Uncoupling

The littlest ones are too small to understand much. I think.

The eldest child mostly understands that mommy and daddy will soon be living in different locations. We’ve explained that while we work pretty well together as parents (a happy fiction that will stand for now), we don’t work so well as married people. I think she understands that we will always be her parents, but the “married” part will be ending.

I think she understands the very basics of this. She’s unclear on what part of being married didn’t work for us, but that’s as it should be for now. I don’t know that there’s ever a time she’ll need to know more than the very basics.

This has been an extremely gradual process, and for all the bitching I’ve done here and to my friends (thank you friends), it’s been far smoother thus far than I ever could have imagined. I’m astounded that we’ve been able to live in the same house, share the same money and (mostly) stay away from painfully huge fights.
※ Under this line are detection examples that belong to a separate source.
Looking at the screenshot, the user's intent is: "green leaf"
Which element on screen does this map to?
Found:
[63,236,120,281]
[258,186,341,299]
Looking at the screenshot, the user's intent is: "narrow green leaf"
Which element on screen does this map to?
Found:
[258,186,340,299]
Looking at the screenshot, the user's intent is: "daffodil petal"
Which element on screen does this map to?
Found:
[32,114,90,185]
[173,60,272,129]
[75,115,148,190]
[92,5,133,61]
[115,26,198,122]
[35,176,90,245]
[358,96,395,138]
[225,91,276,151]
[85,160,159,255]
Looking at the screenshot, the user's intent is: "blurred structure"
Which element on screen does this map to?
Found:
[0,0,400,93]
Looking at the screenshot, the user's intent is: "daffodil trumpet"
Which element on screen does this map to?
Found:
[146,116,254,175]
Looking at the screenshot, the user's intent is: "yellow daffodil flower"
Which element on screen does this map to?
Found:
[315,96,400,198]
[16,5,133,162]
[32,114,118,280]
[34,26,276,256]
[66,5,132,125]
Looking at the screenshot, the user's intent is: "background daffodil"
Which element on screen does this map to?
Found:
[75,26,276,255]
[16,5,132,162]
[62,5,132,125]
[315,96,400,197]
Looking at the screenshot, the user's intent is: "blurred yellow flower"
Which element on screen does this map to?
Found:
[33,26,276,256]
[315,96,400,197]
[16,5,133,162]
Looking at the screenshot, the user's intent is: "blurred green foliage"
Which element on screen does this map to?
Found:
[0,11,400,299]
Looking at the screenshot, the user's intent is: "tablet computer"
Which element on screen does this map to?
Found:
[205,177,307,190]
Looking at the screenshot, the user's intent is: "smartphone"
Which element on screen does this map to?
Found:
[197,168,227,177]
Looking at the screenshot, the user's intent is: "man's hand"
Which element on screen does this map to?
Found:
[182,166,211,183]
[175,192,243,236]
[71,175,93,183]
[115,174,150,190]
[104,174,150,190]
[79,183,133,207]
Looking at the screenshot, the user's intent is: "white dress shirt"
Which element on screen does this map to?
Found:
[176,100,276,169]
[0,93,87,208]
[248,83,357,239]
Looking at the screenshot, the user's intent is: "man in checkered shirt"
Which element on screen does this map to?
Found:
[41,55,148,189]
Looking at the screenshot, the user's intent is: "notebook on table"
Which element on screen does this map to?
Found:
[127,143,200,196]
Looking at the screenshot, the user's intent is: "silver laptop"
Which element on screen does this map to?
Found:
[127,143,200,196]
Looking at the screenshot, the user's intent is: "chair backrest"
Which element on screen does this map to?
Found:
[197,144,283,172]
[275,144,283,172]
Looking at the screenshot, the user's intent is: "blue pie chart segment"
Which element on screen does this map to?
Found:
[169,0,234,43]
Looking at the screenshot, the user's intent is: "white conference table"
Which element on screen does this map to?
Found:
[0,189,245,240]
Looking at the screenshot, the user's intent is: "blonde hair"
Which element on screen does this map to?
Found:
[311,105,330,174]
I cynically attribute our success to the theory that the stb-ex is neither particularly surprised nor upset about the path we’re taking. Regardless of what he’s said (and he has vehemently disagreed with me on this theory), I think he is relieved–nay, overjoyed–to have this marriage grind to an end.

His words may not say this, but his actions do. Actions always trump words.

Now that the moving out date has been set, I’ve attempted to explain more concretely to the eldest child what this will mean for her. We’ve discussed schedules. Meals. Sleeping arrangements.

She’s expressed particular concern about how we’ll handle birthday parties. I’ve assured her that we’ll make every effort to have her celebrations together. Of course her mind races to the facets of the separation that affect her on the most basic level. This is as it should be.

I’ve not heard her voice a concern about losing the love of either of us. Has it crossed her mind that this would be a possibility? Has it occurred to her, but she lacks the words (or the courage) to express this fear? I don’t know. My hope is that it’s never been a question, but that is probably wishful thinking on my part.

Repeatedly I’ve let her know that none of this is her fault. She seems surprised when I bring this up, and denies ever having entertained a thought that it might have been her fault. I hope she’s being honest.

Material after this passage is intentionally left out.